On this day in particular it was bad. But one incident sticks in my mind. A few of those standing up had decided enough was enough and that dirt could be washed off and so had sat down on the floor. They weren’t taking up any more space than they had been when standing because the way they were sitting. But the fact that they were there, wasn’t obvious to those on the platform who couldn’t see them.

One man in particular was shouting at the top of his voice demanding that everyone move down inside the train to let passengers on. Of course no one in the carriage could move anywhere – there were people already there. They were just sitting on the floor out of sight. Unaware the man on the platform lost his temper and burst out into a long stream of unpleasant abuse aimed at what he thought were the selfish and uncooperative people on the train.
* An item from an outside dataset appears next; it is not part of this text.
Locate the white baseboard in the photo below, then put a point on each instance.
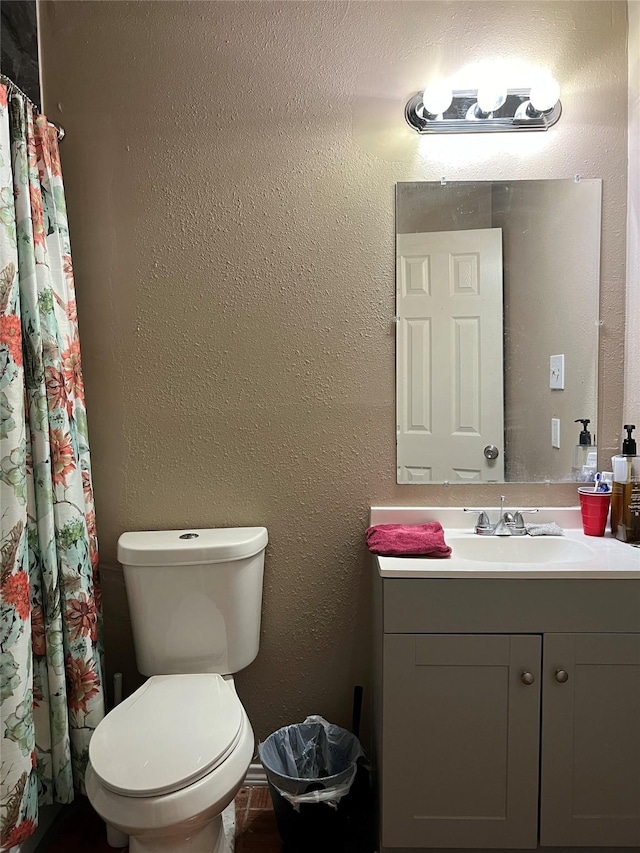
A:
(255, 775)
I don’t know why no one near the door told him what the problem was, possibly because they couldn’t see either, but it did make me wonder how often this happens with all of us. We see a situation, believe we see all the factors that are at play and react according to that view of the world. Well, I know that we can’t wait till we have all possible information before we decide to act, but I do think we are generally slow to stop and question the assumptions we are making about the nature of a situation before we act.

One of the more spectacular moments when assumptions weren’t checked was of course the financial crash of 2008, when most finance houses were assuming that American property prices would continue to go up. They didn’t and the rest as they say is history!

So next time you start to feel your emotions boil up; or are about to make a big decision, ask yourself, “what assumptions am I making about this situation?” And “how might it change my decision if my assumptions about what is going on aren’t true?”

Like much we talk about – it’s not complicated, it’s just difficult to do, but it’s always worthwhile. Just in case.